[Excerpt] After decades of suburban sprawl, a new report shows that more jobs — and better, higher-paying jobs — are flocking to our nation's cities, even as peripheral areas see their job base erode. Here in Connecticut, employment growth in dense city centers like New Haven and Hartford is once again driving our state's overall economic vitality.

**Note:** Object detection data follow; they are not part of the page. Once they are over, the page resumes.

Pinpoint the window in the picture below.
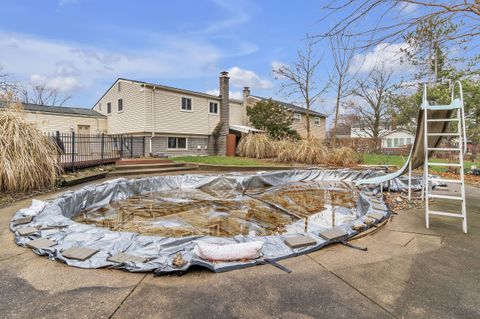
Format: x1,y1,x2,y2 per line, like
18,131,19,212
293,113,302,122
118,99,123,112
182,97,192,111
393,138,398,147
209,102,218,114
168,137,187,150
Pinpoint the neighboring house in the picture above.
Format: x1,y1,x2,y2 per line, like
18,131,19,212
0,101,107,134
350,127,415,151
243,87,327,139
93,72,326,155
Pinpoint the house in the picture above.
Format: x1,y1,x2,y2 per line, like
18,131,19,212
243,87,327,139
0,101,107,134
93,72,326,156
350,127,415,153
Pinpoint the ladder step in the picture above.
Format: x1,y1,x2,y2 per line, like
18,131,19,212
428,178,462,184
428,194,463,200
428,163,462,167
428,210,463,218
428,147,460,152
427,117,459,122
427,133,460,136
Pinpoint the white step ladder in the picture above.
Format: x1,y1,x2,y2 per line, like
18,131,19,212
422,81,467,234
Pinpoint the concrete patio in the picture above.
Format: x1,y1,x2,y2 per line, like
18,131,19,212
0,179,480,318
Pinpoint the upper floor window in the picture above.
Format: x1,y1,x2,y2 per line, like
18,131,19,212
168,137,187,150
293,113,302,122
118,99,123,112
209,102,218,114
182,97,192,111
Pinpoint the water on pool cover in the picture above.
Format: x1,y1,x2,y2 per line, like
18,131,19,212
73,182,358,237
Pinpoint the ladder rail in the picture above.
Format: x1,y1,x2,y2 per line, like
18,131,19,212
422,81,467,234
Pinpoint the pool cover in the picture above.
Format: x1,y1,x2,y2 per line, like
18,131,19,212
10,169,390,275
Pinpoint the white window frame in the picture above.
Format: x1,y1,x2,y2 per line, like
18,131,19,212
117,97,125,113
208,101,220,115
180,96,193,112
293,112,302,123
167,136,188,151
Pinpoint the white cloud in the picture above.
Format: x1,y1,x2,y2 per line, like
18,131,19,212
205,89,243,100
0,31,244,97
228,66,273,89
351,43,412,74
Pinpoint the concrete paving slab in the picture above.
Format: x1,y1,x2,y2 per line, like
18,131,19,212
113,256,391,318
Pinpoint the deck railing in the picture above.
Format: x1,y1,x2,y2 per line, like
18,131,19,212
47,131,145,171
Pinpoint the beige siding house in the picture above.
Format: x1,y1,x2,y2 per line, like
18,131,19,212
0,101,107,134
93,72,326,155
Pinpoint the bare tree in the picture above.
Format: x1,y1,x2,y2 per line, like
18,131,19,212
0,66,20,100
330,34,355,146
352,64,392,138
319,0,480,48
273,37,328,137
22,84,72,106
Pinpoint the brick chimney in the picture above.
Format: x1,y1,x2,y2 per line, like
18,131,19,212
209,71,230,155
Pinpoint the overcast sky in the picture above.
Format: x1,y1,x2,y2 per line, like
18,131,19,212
0,0,472,119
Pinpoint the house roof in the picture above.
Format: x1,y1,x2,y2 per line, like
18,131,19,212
92,78,242,108
0,101,105,118
250,95,327,117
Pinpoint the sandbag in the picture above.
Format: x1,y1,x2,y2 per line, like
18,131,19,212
193,241,263,261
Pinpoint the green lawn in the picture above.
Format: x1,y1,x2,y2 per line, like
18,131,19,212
172,156,284,166
363,154,480,172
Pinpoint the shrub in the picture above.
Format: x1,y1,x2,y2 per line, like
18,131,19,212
0,104,59,192
238,133,275,158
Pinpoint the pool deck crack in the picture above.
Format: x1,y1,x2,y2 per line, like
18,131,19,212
108,274,148,319
306,254,397,318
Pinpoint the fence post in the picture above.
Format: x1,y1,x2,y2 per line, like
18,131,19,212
130,135,133,158
100,133,105,165
120,135,123,158
72,132,75,171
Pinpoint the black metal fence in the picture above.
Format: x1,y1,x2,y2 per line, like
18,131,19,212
47,131,145,171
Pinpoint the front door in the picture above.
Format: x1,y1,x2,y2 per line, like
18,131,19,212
77,125,91,160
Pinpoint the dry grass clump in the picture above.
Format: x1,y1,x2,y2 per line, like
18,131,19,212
238,133,275,158
0,104,59,192
328,147,360,166
274,139,297,163
293,137,327,164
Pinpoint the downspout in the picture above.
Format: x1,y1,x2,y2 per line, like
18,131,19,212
150,87,155,156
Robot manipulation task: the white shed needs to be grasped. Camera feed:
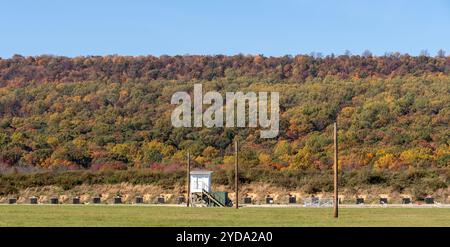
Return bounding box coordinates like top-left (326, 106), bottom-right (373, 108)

The latest findings make it clear that our suburban towns are growing even more dependent on our downtowns for wages and revenues. This raises big questions about housing and transportation policies, and whether state and national priorities can evolve to reflect the major shift.
 
First, let's look at the facts: Since the recession, job growth in large downtown centers nationwide has far outpaced rates in peripheral suburban areas, according to a new report by the think tank City Observatory. This reverses the decades-long trend of job opportunities expanding in suburbs, but stagnating in city centers. Indeed, peripheral areas and many smaller towns have lost large numbers of jobs since 2007.
 
Our nonprofit, DataHaven, which collects and shares public information on Connecticut, finds that New Haven and Hartford are experiencing similar shifts: From 2007 to 2011, jobs in the 3-mile "urban core" around New Haven's city hall increased by 7 percent, while they declined by 5 percent in the surrounding suburban "ring" from 3 to 15 miles beyond that — stretching from Stratford to Cheshire and Wallingford to Madison. Hartford experienced a 4 percent increase in urban core jobs, while its suburban ring endured a 2 percent loss. Combined, these two urban cores gained 11,000 jobs from 2007 to 2011, even as their surrounding suburban rings experienced a net loss of nearly 18,000 jobs.